Batch size

Is there any way to control the batch size used by prodigy - I'm experimenting with a custom update callback and I'd like to set the batch size to 1 so I can test?

Also I was under the impression active learning usually works one sample at a time - i.e. if you use uncertainty sampling you pick the example with the most uncertainty. If you have many similar examples selecting a batch based on uncertainty will likely present many examples which are much the same?

I've seen a few papers on batch active learning where some form of clustering is used to select one sample from the midpoint of each cluster but that doesn't seem to be what the prodigy recipes are doing?

Hi! The batch_size setting in your prodigy.json lets you control the batch sizes of examples that are sent to the server and back. This will also impact how often the app asks for a new batch of questions whenever the queue is running low. Keep in mind that there'll always be at least one batch "in transit" – the app keeps a batch of batch_size or history_size (whichever is lower) in the history before it's sent back to the server. so you can undo easily. Then once an annotated batch is complete, it's sent back to the server.

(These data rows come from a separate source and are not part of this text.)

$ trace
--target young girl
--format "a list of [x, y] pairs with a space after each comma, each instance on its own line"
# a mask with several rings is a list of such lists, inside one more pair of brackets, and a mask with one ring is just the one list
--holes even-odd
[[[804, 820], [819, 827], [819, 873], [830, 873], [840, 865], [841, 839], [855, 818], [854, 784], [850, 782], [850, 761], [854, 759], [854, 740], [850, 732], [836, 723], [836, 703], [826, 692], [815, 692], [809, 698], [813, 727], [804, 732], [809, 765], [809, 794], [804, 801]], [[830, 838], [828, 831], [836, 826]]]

The built-in sorters like prefer_uncertain operate on the whole stream before it's batched up and expect (score, example) tuples. You can read more about them here:

There's actually very little magic going on here – based on the score, it decides whether to yield the example or not. In the built-in functions, we also use an exponential moving average so we can process a potentially infinite generator, but avoid getting stuck in a suboptimal state, e.g. if the score threshold shifts slightly as the model is updated with more annotations.

That said, you should be able to very easily implement your own strategy in your custom recipe, right after loading and scoring your stream of raw examples. You can batch it up however you like, or even load all examples into memory and make multiple passes over them etc. At the end of it, the recipe should return a generator of dictionaries as it's "stream" – how those examples are selected is up to you :slightly_smiling_face:

Seems like batch_size must be > 1 in prodigy.json? Setting it to 1 results in my update callback getting called once and then the UI says there are no more records - setting it to 2 or more works fine.

I need to think a bit about a custom strategy. What I'm confused about is that stream is a python generator isn't it? Does prefer_uncertain tee the generator? Otherwise, how does it sort unlabelled examples without consuming the generator? The state of the pipeline will change via the model update and hence the unlabelled examples must be re-sorted on each update?

model = Model()

stream = CSV(source)
stream = add_tokens(stream)
stream = prefer_uncertain(model(stream))

The "sorter" terminology here is maybe a bit misleading, sorry about that – I guess it's probably more like a "filter". Based on the scores, it decides whether an example should be sent out for annotation or not. Depending on the strategy you choose, you could make your stream cycle infinitely, filter a bit more aggressively and keep sending out unseen examples so you can make multiple passes over the stream as the model is updated.

Thanks Ines, I understand now. I guess this strategy makes sense if you have many more examples than you need, but a fixed annotation budget.

What I'm trying to do is slightly different. I need the annotator to check every example but I want the model to label it if possible and the annotator to be able to click through as much as possible. But I see how I could implement this by maintaining a set of labelled and unlabelled examples and then loop until unlabelled is empty.

It would be nice though if the documentation contain links to the paper / algorithm implementation. I assume `prefer_uncertain' does some sort of random sampling - i.e. it either yields or skips each example with the probability being based on how close the score is to 0.5?

Yes, exactly – and it uses an exponential moving average to prevent you from getting stuck as the model changes (e.g. if the scores and up lower/higher over time). There's very little magic going on otherwise.